I’m OK – You’re not OK
5. Share a treat
Just because someone drives you nuts by clipping his nails in the morning is no reason to hate him all day long. Find some symbolic olive branch, and waive it around. Go get two chocolate bars and give him one. Bring in a bag of his favorite coffee. When we change our body language, accentuating the positive, rather than festering about “their problem,” the other person will likely respond in kind.
6. Extend trust
The reciprocal nature of trust says that you can improve people's trust in you by extending more trust to them. When we build a higher level of trust, the petty issues seem to melt away, because we are focused on what is good about the other person rather than idiosyncrasies that drive us bonkers. The best way to increase trust is to reinforce (rather than punish) people who are candid with us about our own shortcomings. To do this takes emotional intelligence, and it works wonders at improving relationships.

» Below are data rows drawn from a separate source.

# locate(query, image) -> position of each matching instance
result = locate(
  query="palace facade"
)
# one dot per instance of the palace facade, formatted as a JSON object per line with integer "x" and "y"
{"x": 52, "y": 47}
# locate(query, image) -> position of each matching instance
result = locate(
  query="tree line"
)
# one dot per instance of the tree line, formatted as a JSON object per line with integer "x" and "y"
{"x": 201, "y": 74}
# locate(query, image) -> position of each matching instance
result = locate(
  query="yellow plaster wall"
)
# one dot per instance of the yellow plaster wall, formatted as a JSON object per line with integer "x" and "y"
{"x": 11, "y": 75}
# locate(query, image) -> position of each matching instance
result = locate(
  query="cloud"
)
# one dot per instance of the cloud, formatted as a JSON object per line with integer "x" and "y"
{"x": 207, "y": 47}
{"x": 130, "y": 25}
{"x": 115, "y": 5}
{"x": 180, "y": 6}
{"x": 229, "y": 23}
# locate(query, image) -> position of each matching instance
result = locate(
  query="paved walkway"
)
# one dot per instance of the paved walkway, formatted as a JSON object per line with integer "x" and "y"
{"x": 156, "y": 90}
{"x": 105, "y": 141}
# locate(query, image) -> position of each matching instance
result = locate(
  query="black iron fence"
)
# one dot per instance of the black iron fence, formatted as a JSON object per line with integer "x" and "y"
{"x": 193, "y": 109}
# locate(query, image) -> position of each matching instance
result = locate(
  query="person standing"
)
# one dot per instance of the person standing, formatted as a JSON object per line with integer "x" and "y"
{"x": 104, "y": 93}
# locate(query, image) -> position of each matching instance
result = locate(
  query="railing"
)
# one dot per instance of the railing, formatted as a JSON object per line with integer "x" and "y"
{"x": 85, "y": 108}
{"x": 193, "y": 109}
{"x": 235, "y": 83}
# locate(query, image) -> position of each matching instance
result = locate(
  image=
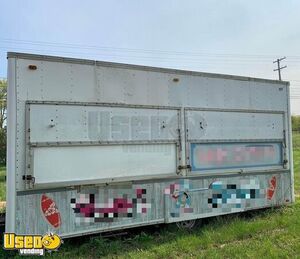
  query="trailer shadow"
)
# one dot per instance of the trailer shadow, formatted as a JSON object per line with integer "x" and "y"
{"x": 143, "y": 238}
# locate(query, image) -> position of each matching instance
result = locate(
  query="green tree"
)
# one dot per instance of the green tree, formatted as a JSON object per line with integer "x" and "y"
{"x": 296, "y": 123}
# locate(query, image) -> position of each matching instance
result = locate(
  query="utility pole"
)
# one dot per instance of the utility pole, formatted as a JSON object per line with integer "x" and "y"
{"x": 278, "y": 66}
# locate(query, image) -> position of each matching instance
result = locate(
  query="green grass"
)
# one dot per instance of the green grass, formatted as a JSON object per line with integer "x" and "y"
{"x": 2, "y": 183}
{"x": 271, "y": 233}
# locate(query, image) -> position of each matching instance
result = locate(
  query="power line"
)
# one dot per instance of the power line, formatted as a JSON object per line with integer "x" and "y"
{"x": 278, "y": 66}
{"x": 81, "y": 46}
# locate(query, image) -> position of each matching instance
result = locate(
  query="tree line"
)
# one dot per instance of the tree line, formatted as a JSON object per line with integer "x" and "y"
{"x": 3, "y": 95}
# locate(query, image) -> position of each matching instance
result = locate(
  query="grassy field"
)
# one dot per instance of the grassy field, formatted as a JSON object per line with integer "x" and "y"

7. Don’t complain about others behind their back
Speak well of other people as much as possible. The old adage “if you cannot say something nice about someone don't say anything at all,” is good advice. When we gripe about others who are not present, a little of the venom always leaks out. Never make a joke about someone at his or her expense. If someone is doing something that really bothers you, simply tell the person about it in a kind way.
8. Stop acting like children
The lengths people go to in order to strike back at others for annoying them often resembles a food fight in grade school. Escalating e-mail notes in a kind of grenade battle is a great example of this phenomenon. It is easy to avoid these squabbles by not taking the bait. When you go back and forth with another person more than three times, it is time to change the mode of communication. Pick up the phone or walk down the hall for a chat.
9. Care about the other person
If we care enough to not fuss over little things, then we can tolerate inconveniences a lot better. What we get back from others is really a reflection of our own vibes. If we experience prickly and negative reactions from others, we need to check our attitude toward them. While it is convenient to blame others, often we are the root cause of the negativity: they are simply a mirror. The easiest way to care for others is to always follow the Golden Rule.
10. Have your own development plan
Start out each day with a few minutes of meditation on how to present yourself better to others. Have a list of behaviors you are trying to improve. This mindset crowds out some of the rotten attitudes that can lead you to undermine other's actions. We all have improvement opportunities.